Do outro lado da porta, esperava-me o representante do império que ferropeia o mundo com o terror das bombas e a chantagem do dinheiro. A minha mão tremeu antes de girar a maçaneta, mas na minha outra mão a carta já aberta compelia-me a entrar. Atrás da enorme secretária, um sujeito pequenino e calvo retrincou um cumprimento que não decifrei. Só quando me sentei à sua frente é que despegou os olhos computador. «Levante-se por favor» atirou-me impacientado. «Levante a mão direita» Obedeci. «Jura dizer a verdade e apenas a verdade em nome de deus?» Ainda pensei em explicar-lhe que não era religioso, mas o burocrata não me pareceu interessado e eu precisava de uma resposta. «Sim». Prosseguiu, recitando as novas perguntas maquinalmente: «É ou alguma vez foi espião?» «Desculpe?» «Tem que me dizer se alguma vez trabalhou para os serviços secretos de outro país.» Garanti-lhe que não, pensando cá para mim que se fosse mesmo um espião não lhe diria que sim. «Foi responsável por crimes contra a humanidade durante a II Guerra Mundial?» Tenho 26 anos, mas respondi negativamente a esta e a todas as outras perguntas que o funcionário me ia atirando da sua sebenta mental.
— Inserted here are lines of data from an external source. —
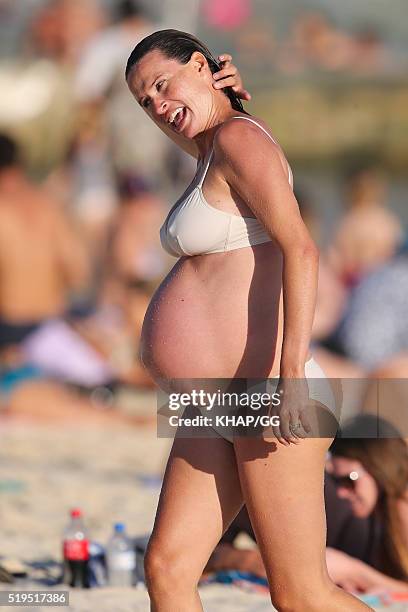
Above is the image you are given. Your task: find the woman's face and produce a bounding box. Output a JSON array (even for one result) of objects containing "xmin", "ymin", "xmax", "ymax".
[
  {"xmin": 128, "ymin": 50, "xmax": 220, "ymax": 138},
  {"xmin": 326, "ymin": 457, "xmax": 378, "ymax": 518}
]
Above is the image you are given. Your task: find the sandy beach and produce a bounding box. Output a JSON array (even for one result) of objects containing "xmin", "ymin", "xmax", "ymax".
[{"xmin": 0, "ymin": 394, "xmax": 408, "ymax": 612}]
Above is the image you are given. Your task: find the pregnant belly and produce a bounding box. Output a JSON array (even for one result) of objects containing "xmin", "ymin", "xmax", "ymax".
[{"xmin": 141, "ymin": 249, "xmax": 282, "ymax": 386}]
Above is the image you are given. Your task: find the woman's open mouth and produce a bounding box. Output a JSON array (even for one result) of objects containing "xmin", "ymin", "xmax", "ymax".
[{"xmin": 168, "ymin": 106, "xmax": 187, "ymax": 132}]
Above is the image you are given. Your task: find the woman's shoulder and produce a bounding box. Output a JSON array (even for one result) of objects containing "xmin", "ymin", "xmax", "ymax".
[{"xmin": 214, "ymin": 115, "xmax": 280, "ymax": 163}]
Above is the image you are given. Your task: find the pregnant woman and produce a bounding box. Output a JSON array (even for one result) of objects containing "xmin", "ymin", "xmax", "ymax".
[{"xmin": 126, "ymin": 30, "xmax": 369, "ymax": 612}]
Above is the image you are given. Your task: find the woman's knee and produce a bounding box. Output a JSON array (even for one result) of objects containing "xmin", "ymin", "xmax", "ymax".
[
  {"xmin": 271, "ymin": 581, "xmax": 336, "ymax": 612},
  {"xmin": 144, "ymin": 540, "xmax": 201, "ymax": 589}
]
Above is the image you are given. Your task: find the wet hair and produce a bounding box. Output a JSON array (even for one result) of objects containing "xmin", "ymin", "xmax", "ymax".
[
  {"xmin": 125, "ymin": 30, "xmax": 246, "ymax": 113},
  {"xmin": 330, "ymin": 413, "xmax": 408, "ymax": 580},
  {"xmin": 115, "ymin": 0, "xmax": 144, "ymax": 21},
  {"xmin": 0, "ymin": 133, "xmax": 19, "ymax": 172}
]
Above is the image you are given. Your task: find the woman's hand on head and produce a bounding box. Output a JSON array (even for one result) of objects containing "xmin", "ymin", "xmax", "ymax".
[{"xmin": 213, "ymin": 53, "xmax": 251, "ymax": 100}]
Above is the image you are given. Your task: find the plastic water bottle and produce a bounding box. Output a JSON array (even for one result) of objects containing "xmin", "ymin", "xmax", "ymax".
[
  {"xmin": 106, "ymin": 523, "xmax": 136, "ymax": 587},
  {"xmin": 63, "ymin": 508, "xmax": 90, "ymax": 589}
]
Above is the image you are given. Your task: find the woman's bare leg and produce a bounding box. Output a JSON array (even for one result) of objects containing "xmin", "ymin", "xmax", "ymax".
[
  {"xmin": 145, "ymin": 437, "xmax": 242, "ymax": 612},
  {"xmin": 234, "ymin": 438, "xmax": 370, "ymax": 612}
]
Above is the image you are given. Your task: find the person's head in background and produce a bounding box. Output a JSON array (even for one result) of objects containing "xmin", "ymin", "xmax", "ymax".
[
  {"xmin": 0, "ymin": 133, "xmax": 22, "ymax": 191},
  {"xmin": 112, "ymin": 0, "xmax": 147, "ymax": 25},
  {"xmin": 295, "ymin": 188, "xmax": 321, "ymax": 243},
  {"xmin": 345, "ymin": 164, "xmax": 388, "ymax": 209},
  {"xmin": 125, "ymin": 30, "xmax": 245, "ymax": 138},
  {"xmin": 327, "ymin": 414, "xmax": 408, "ymax": 579}
]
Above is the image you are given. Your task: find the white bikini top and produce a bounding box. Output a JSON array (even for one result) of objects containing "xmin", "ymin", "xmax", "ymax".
[{"xmin": 160, "ymin": 116, "xmax": 293, "ymax": 257}]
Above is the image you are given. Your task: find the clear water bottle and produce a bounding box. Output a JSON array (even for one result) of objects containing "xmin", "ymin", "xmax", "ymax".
[
  {"xmin": 106, "ymin": 523, "xmax": 136, "ymax": 587},
  {"xmin": 63, "ymin": 508, "xmax": 90, "ymax": 589}
]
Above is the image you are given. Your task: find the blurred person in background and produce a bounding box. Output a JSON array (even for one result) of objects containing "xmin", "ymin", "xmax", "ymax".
[
  {"xmin": 329, "ymin": 249, "xmax": 408, "ymax": 377},
  {"xmin": 327, "ymin": 414, "xmax": 408, "ymax": 582},
  {"xmin": 0, "ymin": 134, "xmax": 89, "ymax": 360},
  {"xmin": 0, "ymin": 134, "xmax": 128, "ymax": 416},
  {"xmin": 74, "ymin": 0, "xmax": 168, "ymax": 182},
  {"xmin": 0, "ymin": 134, "xmax": 129, "ymax": 402},
  {"xmin": 30, "ymin": 0, "xmax": 106, "ymax": 67},
  {"xmin": 276, "ymin": 11, "xmax": 353, "ymax": 73},
  {"xmin": 70, "ymin": 0, "xmax": 163, "ymax": 273},
  {"xmin": 328, "ymin": 166, "xmax": 403, "ymax": 287}
]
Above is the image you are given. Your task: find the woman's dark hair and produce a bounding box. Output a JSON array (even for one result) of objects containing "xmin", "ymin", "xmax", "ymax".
[
  {"xmin": 330, "ymin": 413, "xmax": 408, "ymax": 580},
  {"xmin": 0, "ymin": 133, "xmax": 19, "ymax": 172},
  {"xmin": 125, "ymin": 30, "xmax": 246, "ymax": 113}
]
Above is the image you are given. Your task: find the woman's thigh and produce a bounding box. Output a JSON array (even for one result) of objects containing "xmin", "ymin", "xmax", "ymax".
[
  {"xmin": 149, "ymin": 437, "xmax": 243, "ymax": 579},
  {"xmin": 234, "ymin": 437, "xmax": 332, "ymax": 590}
]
Apenas mexia a boca, o resto do corpo imóvel passaria por manequim. «Alguma vez foi membro do Partido Comunista?» Fez-se um silêncio. Os seus olhinhos de ovelha, negros e opacos procuraram os meus. Atrás dele, a estátua de uma águia-americana em posição de ataque disparou-me também o seu olhar implacável. Senti uma espuma fria a formar-se no estômago. «Não» respondi por fim.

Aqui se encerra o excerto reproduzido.